В Кремль бояре съезжались в спешке, как ежели бы пожар случился. Семен Никитич по Москве скороходов разогнал, но, однако, не велел говорить, по какой причине собирает Думу. Сказано было только: царь повелел — и ты явись без промедления. Но все одно, тревожная весть о переходе мнимым царевичем рубежей российских и без слов Семена Никитича дошла, почитай, до каждого в Москве.

— А что удивительного, — сказал верный подручный царева дядьки Лаврентий, — на Пожаре гукни в рядах — и громче колокола ударит.

Так оно и сталось. А радетели тому нашлись. Царев скороход в калитку стучал, а в боярском доме уже знали, с чем пришел. Угадал Лаврентий, что зашептали по Москве, ан было бы толку поболее, коли он или иной из подручных Семена Никитича, кому деньги немалые за то платил, еще бы и вызнали, кто слух пустил. А так — что уж! — оно и бабки в белокаменной гадать умели и точно угадывали.

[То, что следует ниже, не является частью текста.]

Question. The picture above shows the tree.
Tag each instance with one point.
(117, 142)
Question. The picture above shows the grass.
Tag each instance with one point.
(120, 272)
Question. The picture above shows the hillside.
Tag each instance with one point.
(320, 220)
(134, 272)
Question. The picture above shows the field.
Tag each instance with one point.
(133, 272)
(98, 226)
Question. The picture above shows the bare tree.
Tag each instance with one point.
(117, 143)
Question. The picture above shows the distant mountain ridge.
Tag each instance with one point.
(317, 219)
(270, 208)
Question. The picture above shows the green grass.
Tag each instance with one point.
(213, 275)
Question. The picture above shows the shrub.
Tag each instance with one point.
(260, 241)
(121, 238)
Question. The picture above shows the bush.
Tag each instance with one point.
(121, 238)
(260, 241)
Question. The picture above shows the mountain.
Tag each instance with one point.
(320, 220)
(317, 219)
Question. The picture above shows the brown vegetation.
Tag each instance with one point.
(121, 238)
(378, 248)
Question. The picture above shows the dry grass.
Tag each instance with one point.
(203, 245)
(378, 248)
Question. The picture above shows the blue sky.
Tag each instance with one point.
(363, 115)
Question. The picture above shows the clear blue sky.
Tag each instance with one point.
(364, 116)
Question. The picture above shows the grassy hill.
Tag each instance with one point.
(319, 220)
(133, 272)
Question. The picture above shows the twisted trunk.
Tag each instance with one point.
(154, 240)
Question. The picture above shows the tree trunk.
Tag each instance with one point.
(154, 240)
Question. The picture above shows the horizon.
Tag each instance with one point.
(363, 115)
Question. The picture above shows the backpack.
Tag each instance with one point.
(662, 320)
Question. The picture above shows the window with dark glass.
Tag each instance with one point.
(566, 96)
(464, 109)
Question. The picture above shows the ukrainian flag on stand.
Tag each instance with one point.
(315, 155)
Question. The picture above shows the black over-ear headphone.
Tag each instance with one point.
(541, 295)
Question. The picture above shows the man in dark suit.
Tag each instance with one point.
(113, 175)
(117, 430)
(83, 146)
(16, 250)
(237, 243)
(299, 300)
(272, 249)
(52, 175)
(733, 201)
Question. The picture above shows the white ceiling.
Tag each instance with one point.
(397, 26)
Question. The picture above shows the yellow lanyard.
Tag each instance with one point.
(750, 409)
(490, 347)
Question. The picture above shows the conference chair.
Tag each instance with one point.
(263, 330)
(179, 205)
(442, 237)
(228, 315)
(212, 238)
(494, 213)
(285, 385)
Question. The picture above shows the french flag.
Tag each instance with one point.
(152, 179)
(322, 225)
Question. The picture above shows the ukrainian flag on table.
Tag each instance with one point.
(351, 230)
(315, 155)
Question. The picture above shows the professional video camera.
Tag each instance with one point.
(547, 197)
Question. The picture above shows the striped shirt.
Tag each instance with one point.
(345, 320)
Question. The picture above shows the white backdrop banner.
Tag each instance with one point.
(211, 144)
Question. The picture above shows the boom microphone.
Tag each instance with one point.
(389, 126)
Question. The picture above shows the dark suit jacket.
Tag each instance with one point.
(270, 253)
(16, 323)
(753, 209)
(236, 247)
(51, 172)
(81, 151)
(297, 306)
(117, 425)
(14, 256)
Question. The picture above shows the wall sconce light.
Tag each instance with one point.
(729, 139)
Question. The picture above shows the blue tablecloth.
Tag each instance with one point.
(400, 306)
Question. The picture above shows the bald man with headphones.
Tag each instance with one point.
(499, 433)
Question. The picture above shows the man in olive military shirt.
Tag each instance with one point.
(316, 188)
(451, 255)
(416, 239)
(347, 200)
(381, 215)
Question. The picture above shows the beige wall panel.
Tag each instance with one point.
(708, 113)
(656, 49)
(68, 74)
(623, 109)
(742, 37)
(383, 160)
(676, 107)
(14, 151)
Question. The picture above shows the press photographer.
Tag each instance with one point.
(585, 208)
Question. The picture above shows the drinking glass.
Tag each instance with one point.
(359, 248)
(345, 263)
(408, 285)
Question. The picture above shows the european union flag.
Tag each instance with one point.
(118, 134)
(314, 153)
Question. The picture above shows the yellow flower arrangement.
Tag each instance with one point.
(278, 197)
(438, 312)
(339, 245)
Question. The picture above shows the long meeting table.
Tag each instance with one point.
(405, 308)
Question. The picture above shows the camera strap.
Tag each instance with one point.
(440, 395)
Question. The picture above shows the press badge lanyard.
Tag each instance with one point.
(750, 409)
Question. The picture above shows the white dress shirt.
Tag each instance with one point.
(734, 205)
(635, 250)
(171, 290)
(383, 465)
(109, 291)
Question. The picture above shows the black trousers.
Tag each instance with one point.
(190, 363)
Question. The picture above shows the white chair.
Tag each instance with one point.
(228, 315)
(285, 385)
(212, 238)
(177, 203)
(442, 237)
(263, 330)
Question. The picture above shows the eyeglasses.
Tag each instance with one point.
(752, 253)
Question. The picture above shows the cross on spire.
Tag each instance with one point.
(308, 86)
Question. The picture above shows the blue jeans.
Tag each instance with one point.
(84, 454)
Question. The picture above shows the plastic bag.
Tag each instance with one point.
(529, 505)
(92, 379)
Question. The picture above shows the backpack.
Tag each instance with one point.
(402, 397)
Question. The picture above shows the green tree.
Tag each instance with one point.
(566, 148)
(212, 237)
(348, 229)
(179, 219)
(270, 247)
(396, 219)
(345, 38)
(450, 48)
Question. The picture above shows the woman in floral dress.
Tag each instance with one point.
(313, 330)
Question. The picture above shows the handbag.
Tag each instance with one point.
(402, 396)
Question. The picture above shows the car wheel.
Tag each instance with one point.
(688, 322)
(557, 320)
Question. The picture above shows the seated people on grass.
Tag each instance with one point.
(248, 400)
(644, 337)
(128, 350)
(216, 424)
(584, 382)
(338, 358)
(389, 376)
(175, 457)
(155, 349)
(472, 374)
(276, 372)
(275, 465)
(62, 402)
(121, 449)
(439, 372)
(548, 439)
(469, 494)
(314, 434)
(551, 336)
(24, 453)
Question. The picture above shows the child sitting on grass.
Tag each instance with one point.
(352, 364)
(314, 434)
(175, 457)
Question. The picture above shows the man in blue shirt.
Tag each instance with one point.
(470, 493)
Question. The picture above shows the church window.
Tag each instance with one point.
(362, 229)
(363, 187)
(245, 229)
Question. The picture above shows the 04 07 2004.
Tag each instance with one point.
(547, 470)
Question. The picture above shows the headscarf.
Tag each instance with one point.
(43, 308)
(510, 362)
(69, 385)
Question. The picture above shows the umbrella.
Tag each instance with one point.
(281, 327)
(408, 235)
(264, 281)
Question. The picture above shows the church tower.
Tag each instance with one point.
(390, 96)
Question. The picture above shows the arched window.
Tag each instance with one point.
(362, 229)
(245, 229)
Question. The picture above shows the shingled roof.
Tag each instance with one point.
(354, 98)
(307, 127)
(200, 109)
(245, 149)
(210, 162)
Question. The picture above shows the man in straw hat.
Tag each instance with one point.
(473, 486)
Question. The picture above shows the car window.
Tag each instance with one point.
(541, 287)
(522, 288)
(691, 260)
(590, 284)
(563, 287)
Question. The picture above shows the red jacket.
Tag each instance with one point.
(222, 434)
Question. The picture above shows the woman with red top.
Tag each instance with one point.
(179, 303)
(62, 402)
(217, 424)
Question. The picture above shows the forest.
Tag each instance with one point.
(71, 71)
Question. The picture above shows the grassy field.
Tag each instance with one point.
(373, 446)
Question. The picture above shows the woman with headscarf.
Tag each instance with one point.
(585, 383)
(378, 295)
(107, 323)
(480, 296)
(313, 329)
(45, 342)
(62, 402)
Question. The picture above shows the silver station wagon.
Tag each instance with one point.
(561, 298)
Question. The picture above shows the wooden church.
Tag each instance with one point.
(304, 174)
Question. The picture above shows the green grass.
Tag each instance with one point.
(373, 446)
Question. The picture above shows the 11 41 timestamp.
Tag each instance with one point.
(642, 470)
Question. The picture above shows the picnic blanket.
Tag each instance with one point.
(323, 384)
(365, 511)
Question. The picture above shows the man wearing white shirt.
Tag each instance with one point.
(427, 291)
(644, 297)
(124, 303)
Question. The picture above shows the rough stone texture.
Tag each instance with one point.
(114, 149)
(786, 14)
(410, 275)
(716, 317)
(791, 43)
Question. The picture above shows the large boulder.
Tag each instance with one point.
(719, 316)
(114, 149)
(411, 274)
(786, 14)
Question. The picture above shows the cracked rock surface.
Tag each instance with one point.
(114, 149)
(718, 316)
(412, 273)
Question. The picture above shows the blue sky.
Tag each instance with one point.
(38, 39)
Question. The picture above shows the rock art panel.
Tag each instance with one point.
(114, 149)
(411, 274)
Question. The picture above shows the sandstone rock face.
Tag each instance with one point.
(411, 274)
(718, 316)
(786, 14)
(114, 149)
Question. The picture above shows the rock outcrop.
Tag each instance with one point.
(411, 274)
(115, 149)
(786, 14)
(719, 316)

В Москве в ту пору началась метель. То дни стояли ясные, солнечные, паутина летела, но невесть откуда наволокло тучи, и повалил снег, да густой, хлопьями, такой снег, что разом город накрыл. Ветер ударил, и закружили, завертели снежные сполохи, да так, что боярин с крыльца сходил, а ни коней, ни возка не разобрать в снежной заволоке. Но слово царское было сказано, и хочешь не хочешь, а поезжай. И не одному мужику в затылок влетел злой боярский кулак. Оно известно: на Руси за все мужик в ответе. Ну да в этом разе и говорить о том было нечего. Боярин выходил из дома, а мужик уже видел — влетит, точно. У боярина брови косой тучей нависли, зубы стиснуты, кулаки вперед торчат.

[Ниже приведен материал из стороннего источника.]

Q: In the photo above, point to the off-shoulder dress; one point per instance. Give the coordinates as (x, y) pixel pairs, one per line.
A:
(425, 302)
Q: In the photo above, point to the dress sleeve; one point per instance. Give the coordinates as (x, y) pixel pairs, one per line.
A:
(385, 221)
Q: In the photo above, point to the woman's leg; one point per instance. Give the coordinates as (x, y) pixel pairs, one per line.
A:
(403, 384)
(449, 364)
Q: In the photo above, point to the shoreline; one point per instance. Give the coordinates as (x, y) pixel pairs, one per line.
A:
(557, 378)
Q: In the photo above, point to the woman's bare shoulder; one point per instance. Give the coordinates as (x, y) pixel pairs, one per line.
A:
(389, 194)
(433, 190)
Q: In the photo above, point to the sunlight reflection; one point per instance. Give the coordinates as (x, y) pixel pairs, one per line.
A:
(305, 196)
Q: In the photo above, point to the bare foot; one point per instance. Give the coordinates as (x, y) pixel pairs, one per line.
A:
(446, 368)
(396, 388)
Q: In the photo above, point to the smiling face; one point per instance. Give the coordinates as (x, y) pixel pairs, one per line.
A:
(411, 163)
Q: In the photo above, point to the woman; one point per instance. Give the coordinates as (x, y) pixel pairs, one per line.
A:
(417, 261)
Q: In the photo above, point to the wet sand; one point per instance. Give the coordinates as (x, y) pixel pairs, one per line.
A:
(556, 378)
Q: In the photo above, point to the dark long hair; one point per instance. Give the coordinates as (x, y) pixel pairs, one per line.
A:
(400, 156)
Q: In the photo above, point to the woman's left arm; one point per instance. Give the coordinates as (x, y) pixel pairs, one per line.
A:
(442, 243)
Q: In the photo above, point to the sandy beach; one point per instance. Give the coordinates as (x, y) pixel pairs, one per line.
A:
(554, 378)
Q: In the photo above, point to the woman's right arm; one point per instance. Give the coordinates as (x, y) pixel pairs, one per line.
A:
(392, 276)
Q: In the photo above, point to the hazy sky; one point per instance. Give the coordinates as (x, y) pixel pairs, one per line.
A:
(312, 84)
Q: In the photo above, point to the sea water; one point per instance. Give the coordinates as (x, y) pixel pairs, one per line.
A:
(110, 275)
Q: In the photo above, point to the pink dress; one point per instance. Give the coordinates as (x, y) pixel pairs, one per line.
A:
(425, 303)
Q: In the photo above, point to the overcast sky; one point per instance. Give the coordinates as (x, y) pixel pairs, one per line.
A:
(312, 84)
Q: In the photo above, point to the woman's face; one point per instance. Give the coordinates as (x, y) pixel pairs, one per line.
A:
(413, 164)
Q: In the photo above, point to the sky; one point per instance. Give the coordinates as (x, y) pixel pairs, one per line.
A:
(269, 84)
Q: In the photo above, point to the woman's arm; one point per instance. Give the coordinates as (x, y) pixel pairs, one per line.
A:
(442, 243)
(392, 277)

По Волхонке, по Варварке чуть не вперегонки поспешали возки и колымаги, стуча колесами по бревенчатым мостовым. Московская мостовая, известно, валкая, и при таком ходе седоки хватались на ухабах за стены возков. Ушибались, поминая всуе и бога, и черта. Боярские поезда заворачивали на Пожар к Никольским воротам, так как сказано было, что по опасному времени иные ворота в Кремль затворены. А снег кружил, кружил, посвистывал ветер, и вот не хотел бы того сказать, ан все одно в голову входило: нет тишины, люди, нет! Знать, забыл народ присказку, что деды сложили: «Кто живет тихо, тот не увидит лиха». Все поспешали, поспешали, и недосуг было вспомнить в сутолоке, что в Святом писании утверждено: «Не торопи время…»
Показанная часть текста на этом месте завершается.